It was the sign that hooked me. There it was, a simple hand-painted sandwich board straddling the median on Wisconsin Avenue in Bethesda. Its message was direct: PIT BBQ. An arrow pointed right.
I turned right.
I eventually ran right into Hardy’s, a big white truck parked just outside the Montgomery Farm Women’s Cooperative. The truck is where you meet Roxie. She takes your order, serves up sides, and shouts to her husband what meats you want. Her husband, Corries Hardy, is just a few feet away, tending his large portable smoker crammed with three tiers of juicy meats, including sausage, ribs, brisket, turkey, and pork.
I immediately start asking him the usual barbecue-geek questions: What kind of wood does he use? How long does he smoke his various meats? Does he use a rub?
His answers are brief and friendly (though his tone understandably suspicious of a stranger asking waaaay too many questions): He uses apple wood only. He likes its sweet scent. (Don’t get him started on hickory.) Hardy has created his own special brown sugar-based rub, which is adapted from his grandfather’s recipe. He smokes his brisket for about seven hours and his ribs for about three.
His style of barbecue, like his rub, is inspired by his grandfather’s work at the smoker in Florida. It’s the kind of slow-smoked ‘cue that doesn’t play up the smoke. Which explains why he keeps his pit constantly open.

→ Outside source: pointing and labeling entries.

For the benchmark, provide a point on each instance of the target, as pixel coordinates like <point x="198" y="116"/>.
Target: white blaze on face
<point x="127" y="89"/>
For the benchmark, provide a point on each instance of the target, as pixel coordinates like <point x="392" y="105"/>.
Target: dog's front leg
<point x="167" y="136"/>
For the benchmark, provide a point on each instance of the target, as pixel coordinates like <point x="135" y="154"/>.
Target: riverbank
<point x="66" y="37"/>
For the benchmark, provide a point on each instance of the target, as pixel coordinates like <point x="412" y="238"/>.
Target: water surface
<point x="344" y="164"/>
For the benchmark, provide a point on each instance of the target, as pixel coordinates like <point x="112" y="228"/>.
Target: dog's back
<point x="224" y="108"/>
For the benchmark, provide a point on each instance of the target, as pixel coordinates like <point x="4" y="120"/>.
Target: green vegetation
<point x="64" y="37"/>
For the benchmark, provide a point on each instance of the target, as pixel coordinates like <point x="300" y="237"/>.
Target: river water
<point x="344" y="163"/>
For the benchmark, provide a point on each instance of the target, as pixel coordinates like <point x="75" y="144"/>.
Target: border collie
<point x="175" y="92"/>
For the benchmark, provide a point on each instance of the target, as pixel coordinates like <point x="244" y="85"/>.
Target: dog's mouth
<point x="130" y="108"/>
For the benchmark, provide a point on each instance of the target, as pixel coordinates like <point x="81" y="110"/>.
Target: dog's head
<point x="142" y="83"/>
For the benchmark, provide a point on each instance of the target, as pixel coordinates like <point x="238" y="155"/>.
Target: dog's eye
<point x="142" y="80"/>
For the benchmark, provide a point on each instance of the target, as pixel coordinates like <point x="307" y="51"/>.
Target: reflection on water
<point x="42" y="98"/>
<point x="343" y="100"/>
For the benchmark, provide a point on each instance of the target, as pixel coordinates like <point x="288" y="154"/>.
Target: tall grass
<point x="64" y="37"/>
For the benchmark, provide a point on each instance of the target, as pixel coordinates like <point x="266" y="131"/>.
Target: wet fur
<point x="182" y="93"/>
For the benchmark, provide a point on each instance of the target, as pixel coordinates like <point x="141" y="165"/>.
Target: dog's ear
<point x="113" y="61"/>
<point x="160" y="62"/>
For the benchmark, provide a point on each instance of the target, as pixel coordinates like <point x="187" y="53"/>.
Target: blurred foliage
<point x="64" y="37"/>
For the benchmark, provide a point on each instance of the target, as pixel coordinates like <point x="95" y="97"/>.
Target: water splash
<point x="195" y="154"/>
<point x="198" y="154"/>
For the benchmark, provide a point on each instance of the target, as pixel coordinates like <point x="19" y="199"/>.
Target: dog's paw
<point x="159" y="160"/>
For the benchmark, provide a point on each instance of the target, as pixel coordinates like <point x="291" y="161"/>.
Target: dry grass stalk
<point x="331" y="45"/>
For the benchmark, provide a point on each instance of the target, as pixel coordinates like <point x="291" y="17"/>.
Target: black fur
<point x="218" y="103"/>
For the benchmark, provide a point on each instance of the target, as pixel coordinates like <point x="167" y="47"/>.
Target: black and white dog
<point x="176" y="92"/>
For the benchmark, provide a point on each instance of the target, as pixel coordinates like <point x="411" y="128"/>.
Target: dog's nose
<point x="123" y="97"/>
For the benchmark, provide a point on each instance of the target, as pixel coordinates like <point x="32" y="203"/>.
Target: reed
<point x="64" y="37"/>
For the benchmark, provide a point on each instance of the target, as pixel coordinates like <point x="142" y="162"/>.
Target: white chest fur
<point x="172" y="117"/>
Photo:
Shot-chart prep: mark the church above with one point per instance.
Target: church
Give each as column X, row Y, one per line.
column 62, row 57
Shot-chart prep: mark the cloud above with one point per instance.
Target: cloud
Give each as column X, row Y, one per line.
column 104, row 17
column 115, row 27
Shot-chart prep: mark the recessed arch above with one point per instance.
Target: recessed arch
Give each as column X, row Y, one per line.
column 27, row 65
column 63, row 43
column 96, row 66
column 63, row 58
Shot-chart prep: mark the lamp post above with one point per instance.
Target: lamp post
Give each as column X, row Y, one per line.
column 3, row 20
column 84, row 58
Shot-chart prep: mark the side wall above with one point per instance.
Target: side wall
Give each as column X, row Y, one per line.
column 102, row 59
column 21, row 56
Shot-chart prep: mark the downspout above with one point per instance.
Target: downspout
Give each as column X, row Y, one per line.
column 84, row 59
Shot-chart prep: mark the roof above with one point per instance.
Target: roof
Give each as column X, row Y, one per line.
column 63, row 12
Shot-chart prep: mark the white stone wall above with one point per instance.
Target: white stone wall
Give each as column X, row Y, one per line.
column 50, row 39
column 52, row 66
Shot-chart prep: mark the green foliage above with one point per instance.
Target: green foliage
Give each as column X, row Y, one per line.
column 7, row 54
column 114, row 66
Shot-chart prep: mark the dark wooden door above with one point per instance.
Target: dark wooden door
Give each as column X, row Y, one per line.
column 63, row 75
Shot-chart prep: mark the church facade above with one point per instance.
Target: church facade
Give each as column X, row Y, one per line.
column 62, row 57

I politely tell Hardy that I’ve spent a lot of time in Texas and have grown accustomed to its style of barbecue. I’m speaking in code, of course. I’m signaling my bias and giving myself an easy out, should I not prefer Hardy’s ‘cue. After all, this former Army man towers above me like a skyscraper. His arms look like the thighs of an Olympic sprinter. He wears a straw hat. He reminds me of Alex Karras in Blazing Saddles, and I wasn’t interested in being the horse that takes his punch, particularly after the pitmaster offered me a free sample of his brisket (not that smokey but tender and sweet).
I then bought some ribs; I would have bought more, but I had just eaten lunch. Hardy gave me an extra rib. (Man, if I didn’t like his ‘cue now, I figured I was destined to be dog food.)
Hardy’s ribs are indeed sweet. But they also have an excellent chew. They require some jaw work to remove the meat from the bone, just the way I like ’em. But the surprise came from Hardy’s sauce, which starts with a sweet hit of what tastes like cider vinegar, but resolves into this welcome blast of heat.
It might not be my preferred style of barbecue, but I could appreciate its craft. This is a pitmaster who has dedicated himself to his own personalized style of barbecue, down to the custom-made rub and the home-made sauce. There is a meticulousness and singularity of purpose here that I can fully embrace. These are the traits of the finest pitmasters, from North Carolina to Central Texas. The fact that my heart and palate will forever belong to Lone Star State ‘cue is not Corries Hardy’s fault.
Hardy’s barbecue is available from 9 a.m. to 4 p.m. Saturday and Sundays near the Montgomery Farm Women’s Cooperative at Willow and Wisconsin streets in Bethesda.